Helene Winer Class of 1966
As the young director of Pomona College’s Museum of Art in the early 1970s, Helene Winer ’66 made tongues wag with her avant-garde curating. Work she introduced ranged from William Leavitt’s seminal installation California Patio - a replica of a mid-century patio complete with a sliding-glass door - to the performance art of Chris Burden, who launched bundles of lit matches at a nude woman across the gallery.
Controversial? Sure. But for Winer that wasn’t the point. “I was just looking for the best artists I could find. I may have caused a little trouble, but I don’t think I was ever challenging the establishment. It was just art, speaking its mind.”
Winer has spent the subsequent decades shaping contemporary art in Los Angeles and New York. The institution where she established her reputation recognized her in its recent exhibition, It Happened at Pomona: Art at the Edge of Los Angeles 1969-1973. The show was part of Pacific Standard Time: Art in L.A. 1945-1980, a multi-institution collaboration depicting Southern California’s emergence as a major force in the art world.
A native Angeleno, Winer began her trailblazing career by studying art history at USC in the early 1960s. “The thing to do at the time for a young woman was to teach art in high school, but I didn’t want to do that,” Winer recalls.
After graduation, she headed to the Los Angeles County Museum of Art (LACMA), which had opened its doors on Wilshire Boulevard the previous year. “I said I would do anything, work for free,” she says. Her enthusiasm proved persuasive, and she was hired as a curatorial assistant. After two years at LACMA, Winer decided to bum around Europe. She ended up landing a job as assistant director of the renowned Whitechapel Gallery in London, where she immersed herself in contemporary European art.
In 1970, she returned to Southern California and landed her career-making position at Pomona. Even though she had built a solid résumé by then, Winer says of being hired, “It was pretty astonishing, especially since they had zero women on the full-time faculty at that time.”
Besides working with Burden and Leavitt while at Pomona, Winer cultivated the careers of John Baldessari, who pioneered conceptual art and recently had a major retrospective at LACMA, and William Wegman, the photographer well known for his works with Weimaraner dogs. After leaving Pomona, Winer decamped for New York City, where she became a leading figure in the downtown art scene that bred the work of up-and-coming - and often controversial - artists. She directed one of the movement’s leading galleries, Artists Space, before teaming with fellow curator Janelle Reiring in 1980 to start a new gallery, Metro Pictures, in SoHo.

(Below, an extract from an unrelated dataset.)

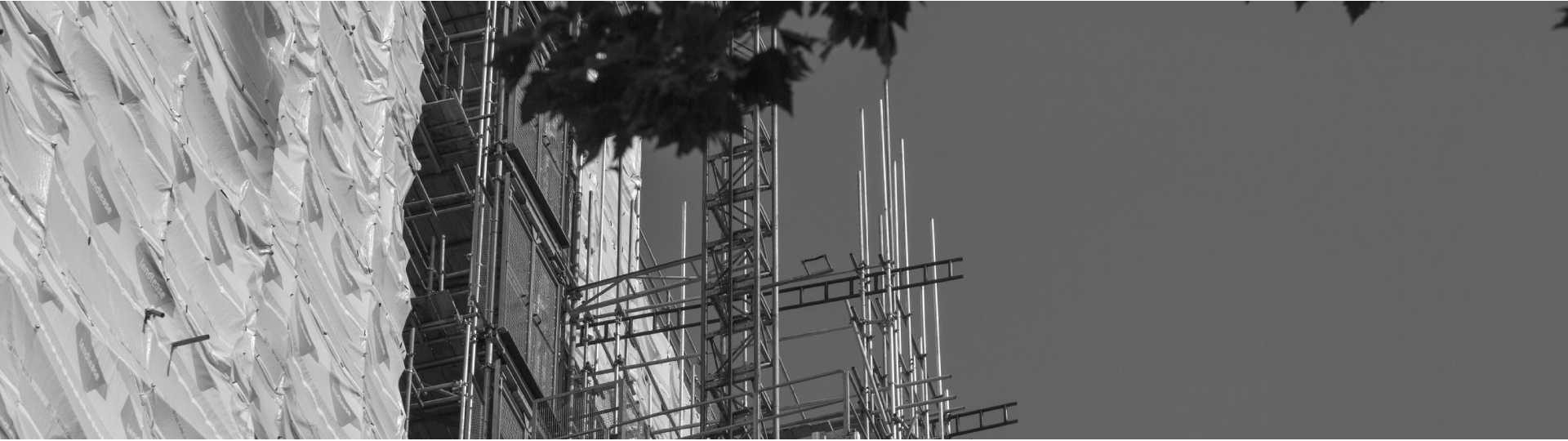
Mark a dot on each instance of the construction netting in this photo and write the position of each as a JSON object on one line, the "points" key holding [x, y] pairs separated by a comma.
{"points": [[201, 204]]}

At that time, there were few places where talented but relatively unknown artists could show their work. That quickly changed thanks to curators like Winer, who propelled the careers of artists such as Cindy Sherman, Robert Longo and Troy Brauntuch, all of whom were featured prominently in a 2009 exhibition at New York’s Metropolitan Museum of Art called The Pictures Generation.
Still co-owner of Metro Pictures, Winer admits that since her days at Pomona she has evolved from being viewed as a rabble-rousing outsider to the ultimate insider. But those labels don’t concern her. Her focus today remains as clear as when she was making waves in the early 1970s: “I’m just looking for the very best artists I can find.”